Co do Alone in the Dark to ciężko grać w takie gry 20 godz. i nie dziwi mnie to, że są krótsze. Lepsza jest gra która jest krótsza, ale ma znacznie intensywniejszą i ciekawszą rozgrywkę, co doskonale potwierdziło CoD 4... 6 godz. gry ale za to w jakim wydaniu :).
A jak to bedzie z tym przewijaniem?
o GTA tez mowili ze fabula zajmie ze 30h jak pamietam a grali w nia pracownicy z R* a gre mozna skonczyc w 20h gdzie w 95% to fabula)
cos zle czytales bo przejscie fabuly nie daje 95% przejscia gry
co wiecej, przy ocenie czasu nie mozna brac pod uwage nolifeow, ktorzy gry przechodza o 2-3 razy szybciej od przecietnego gracza
Surmak - mialem na mysli ile czego robilem w grze - 95% fabula, 5% dla odskoczni od fabuly i bylo ponad 20h
15 godzin bez bezcelowego łażenia po parku to i tak nieźle jak na grę akcji i 2008 r.
@Maxblack [ Level: 39 - SalieriMT ]: Lepsza jest gra która jest krótsza, ale ma znacznie intensywniejszą i ciekawszą rozgrywkę, co doskonale potwierdziło CoD 4... 6 godz. gry ale za to w jakim wydaniu :).
No chyba nie jest tak jak mowisz, skoro kazdy po CoD4 narzekal, ze jestza krotkie.
W CoD 4 zawsze zostawał multi.

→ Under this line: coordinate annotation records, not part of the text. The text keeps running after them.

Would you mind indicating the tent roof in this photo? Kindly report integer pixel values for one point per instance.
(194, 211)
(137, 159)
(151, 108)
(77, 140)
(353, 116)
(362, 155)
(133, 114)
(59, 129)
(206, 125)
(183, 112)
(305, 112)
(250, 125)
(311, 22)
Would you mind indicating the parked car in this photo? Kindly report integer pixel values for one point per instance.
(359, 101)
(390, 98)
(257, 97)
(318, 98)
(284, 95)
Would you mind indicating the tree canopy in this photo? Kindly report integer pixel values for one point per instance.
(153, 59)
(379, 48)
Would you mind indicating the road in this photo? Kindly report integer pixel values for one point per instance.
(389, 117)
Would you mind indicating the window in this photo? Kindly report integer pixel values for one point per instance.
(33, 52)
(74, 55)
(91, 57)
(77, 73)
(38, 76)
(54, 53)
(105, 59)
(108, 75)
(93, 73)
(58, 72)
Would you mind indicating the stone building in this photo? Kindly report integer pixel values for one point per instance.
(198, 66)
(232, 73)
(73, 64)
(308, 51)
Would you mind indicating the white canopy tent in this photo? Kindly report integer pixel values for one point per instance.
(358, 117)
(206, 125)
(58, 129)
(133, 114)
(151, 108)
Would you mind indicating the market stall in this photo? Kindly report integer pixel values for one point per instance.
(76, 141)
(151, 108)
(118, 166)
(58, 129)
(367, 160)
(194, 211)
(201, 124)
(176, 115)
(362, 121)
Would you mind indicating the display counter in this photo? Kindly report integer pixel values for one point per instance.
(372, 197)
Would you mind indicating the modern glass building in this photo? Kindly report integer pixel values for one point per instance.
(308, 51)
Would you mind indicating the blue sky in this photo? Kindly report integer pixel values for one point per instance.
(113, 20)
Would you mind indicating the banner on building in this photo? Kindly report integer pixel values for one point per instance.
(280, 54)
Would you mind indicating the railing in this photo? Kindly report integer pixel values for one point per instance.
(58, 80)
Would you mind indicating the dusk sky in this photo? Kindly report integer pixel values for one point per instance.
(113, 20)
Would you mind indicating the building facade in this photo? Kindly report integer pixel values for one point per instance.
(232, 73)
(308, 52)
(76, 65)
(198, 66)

A tu co?
otton- to że w tą grę będzie można grać z milion razy.
Znając moje tendencje do przeszukiwania leveli, to będzie jakieś 95h :D
Ile powinna trwać idealna gra? Oczywiście tyle, aby nie zdążyć nas znudzić.
No jeżeli gra nudzi, to znaczy , że jest kiepska i krótki czas przejścia akurat jej nie uratuje.

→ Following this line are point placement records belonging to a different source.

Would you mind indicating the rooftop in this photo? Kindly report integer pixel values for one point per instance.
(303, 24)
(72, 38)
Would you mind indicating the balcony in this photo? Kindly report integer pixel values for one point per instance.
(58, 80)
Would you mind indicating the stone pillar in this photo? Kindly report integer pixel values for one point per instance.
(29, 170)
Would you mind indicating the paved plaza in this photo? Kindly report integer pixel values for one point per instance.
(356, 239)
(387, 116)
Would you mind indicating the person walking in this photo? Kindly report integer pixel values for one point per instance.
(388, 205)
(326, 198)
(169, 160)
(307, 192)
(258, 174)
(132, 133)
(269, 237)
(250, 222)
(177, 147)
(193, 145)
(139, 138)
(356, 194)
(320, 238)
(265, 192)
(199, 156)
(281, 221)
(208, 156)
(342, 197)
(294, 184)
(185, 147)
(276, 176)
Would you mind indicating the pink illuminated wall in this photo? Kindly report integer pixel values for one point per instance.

Poza tym to dobra wymówka tłumacząca "długość" ostatnich produktów gropochodnych.
Jesli to nie jest japonska gra (ew. dobry rpg), ktora wsysa fabula i klimatem, ze nie mozna od niej odejsc, to zdecydowanie wole gry krotsze. Ostatnio zauwazylem, ze gra nudzi mi sie srednio po 4-5 h grania maksymalnie (chyba, ze jest z gatunkow podanych na poczatku :)), nawet jesli jest wyjatkowo dobra. A jesli wiem, ze juz niedlugo koniec to jakos sie czlowiek zawsze sprezy zeby do niego dotrzec :). Takze wole gry krotsze, ale takie przy ktorych, ani przez chwile sie nudzic nie bede. Akurat za przyklad CoD'a nowego stawiac nie bede, bo on zdecydowanie byl za krotki :).